Figure 17 shows a strong spatial association between septic tanks, sewage treatment plants, landfills, and TDS concentration in the groundwater. The use of unsystematic drainage and septic tanks in the industrial and agricultural areas (e.g., labour camps) is also a significant factor increasing the TDS concentration in the groundwater [18,52].
The wastewater increased from 1.3 Mn3 in 1990 to 4.7 Mn3 in 2018 as a result of increasing population and wastewater discharge from septic tanks and landfills [54]. High TDS concentration in the groundwater appears to be due to sulphates, bicarbonate, carbonate, chloride, sodium, and nitrate, which may originate from natural sources (e.g., carbonate rocks), urban runoff, and agricultural and industrial wastewater [1,18,27,55]. The highest TDS concentration in the groundwater is notably limited to the coastal areas. In the coastal areas, there are rapid urbanisation, septic tanks, sewage treatment plants, and landfills leaking effluent to the shallow aquifer and contaminating the groundwater [46]. The high TDS and Cl- concentration in the groundwater are also positively associated with intensive urbanisation. This phenomenon can be explained by the fact that groundwater level depletion due to overpumping is mainly responsible for groundwater level depletion, and thus seawater intrusion as indicated by the Na/Cl ratio map [49,50,61] (Figure 16d).
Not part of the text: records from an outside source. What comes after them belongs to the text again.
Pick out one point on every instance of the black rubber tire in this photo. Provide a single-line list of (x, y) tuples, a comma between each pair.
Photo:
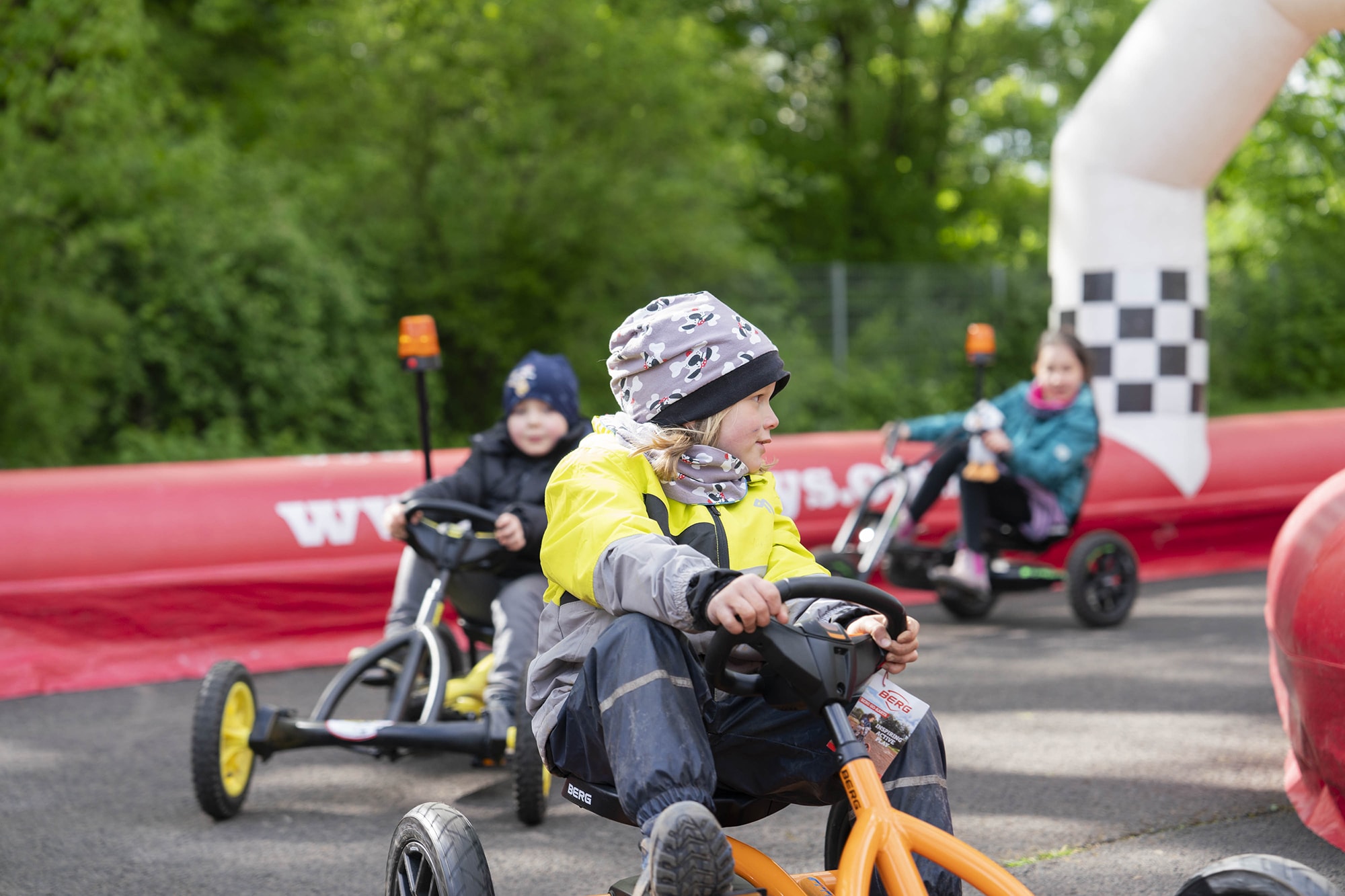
[(532, 782), (1257, 874), (212, 790), (837, 564), (964, 606), (840, 821), (1104, 579), (435, 852)]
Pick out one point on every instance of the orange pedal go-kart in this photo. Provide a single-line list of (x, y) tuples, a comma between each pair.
[(435, 850)]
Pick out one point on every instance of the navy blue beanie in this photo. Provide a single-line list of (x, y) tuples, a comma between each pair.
[(547, 378)]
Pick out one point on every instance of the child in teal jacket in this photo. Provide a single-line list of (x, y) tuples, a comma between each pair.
[(1048, 434)]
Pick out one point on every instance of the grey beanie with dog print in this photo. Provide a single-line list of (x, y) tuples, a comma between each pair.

The low value (<1) for the Na/Cl ratio in the groundwater indicates seawater intrusion and regional brine and sabkha impacts [11,19,49,54,61,62].
The presence of Na+ indicates the dilution influence of water leaking from the sewage pipeline and septic tanks towards groundwater aquifer [62,63,64,65,66,67]. From the point of view of this study, further LULC and climate changes (e.g., rainfall scarcity, increase in air temperature, transpiration, and soil erosion) are expected to influence groundwater levels and quality. Therefore, it is recommended that more efforts are made to control the sources of wastewater discharges (such as septic tanks, landfill and sewage treatment plants as well as cement factories) into the shallow aquifer. Furthermore, unnecessary farms and unsystematic labour camps in residential and agricultural areas should be reconsidered.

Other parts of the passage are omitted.